Помимо многих поэтических его перу принадлежат также филологические труды – критические этюды о Гомере, Вергилии, Аристотеле, однако его энциклопедичность, в отличие от многих других эрудитов, имела не кабинетный характер, скорее, была сродни непринужденной живости его легкого, безобидно-податливого нрава, звучности его мелодичных стихов. К тому же именно Полициано в наибольшей степени принадлежит заслуга утверждения в высокой литературе народного итальянского языка – умелого и тактичного использования в собственном творчестве всего богатства народной поэзии. Поэтому он никогда не был хранителем складов мертвой учености, напротив, как никто из его сверстников в литературе, отличался почти волшебным умением оживлять дыханием новой жизни полузабытые или слишком затрепанные классические первоисточники. Поистине под его осторожным касанием некогда увядшее чудом обретало новое цветение. И наконец, именно этот изысканный эпикуреец становится главным «поставщиком сюжетов» для новой светской мифологической живописи от Боттичелли до Рафаэля, являя собою таким образом осуществление мечты Альберти.
Несколько иную роль, нежели мягко-чувствительный лирик Полициано, играл в медичейском кругу ироничный Луиджи Пульчи (1432–1484), в свою очередь небезуспешно поживившийся, урвав кусок от медичейского «большого пирога», даже в самом буквальном смысле, поскольку не слишком мягкий юмор Луиджи Пульчи являлся одним из самых излюбленно острых блюд на торжественных и интимных обедах богатых Медичи. Лоренцо некогда показал себя благодетелем поэта, избавив от банкротства его разорившуюся купеческую семью, чем заслужил в известной степени дружбу этого колючего характера.
Обаятельно неправильную физиономию профессионального остроумца Пульчи с явно смеющимся и потаенно мечтательным взором из-под полуопущенных длинных ресниц оставил для нас неутомимый «протоколист эпохи» Гирландайо во фреске Санта Тринита. Там же можно видеть совсем еще юношески тонкий профиль Маттео Франко, словно бы тоже готового расхохотаться в любой момент. Также небезызвестный поэт, явно светского вида, был тем не менее домовым священником Медичи, каноником Флорентийского Собора и еще записным острословом, балагуром-забавником, поставлявшим пикантную приправу к гастрономическим изыскам Лоренцо.
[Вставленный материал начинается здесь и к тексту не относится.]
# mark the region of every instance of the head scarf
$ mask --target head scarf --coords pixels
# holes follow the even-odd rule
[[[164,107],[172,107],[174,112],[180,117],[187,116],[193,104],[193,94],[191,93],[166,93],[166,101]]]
Злые сатирические стрелы и нестеснительность в выражениях произведений, подобных поэме Пульчи «Морганте» («Большой Моргант»), в XIX веке считались одной из причин, вызвавших недовольство моралистов, приведшее к Реформации в Германии. «В Италии же они вызывали смех», – свидетельствует историк литературы Де Санктис. И если сильные мира сего были понятливы и умны, они веселились, даже нередко узнавая малопривлекательное отражение собственных лиц. Ибо, широко живущие, они нравились сами себе, как есть. Да и поэты в самобичующем самолюбовании не отставали от своих покровителей. Ведь еще на Петрарке тяготело проклятие безграничности его собственного индивидуализма.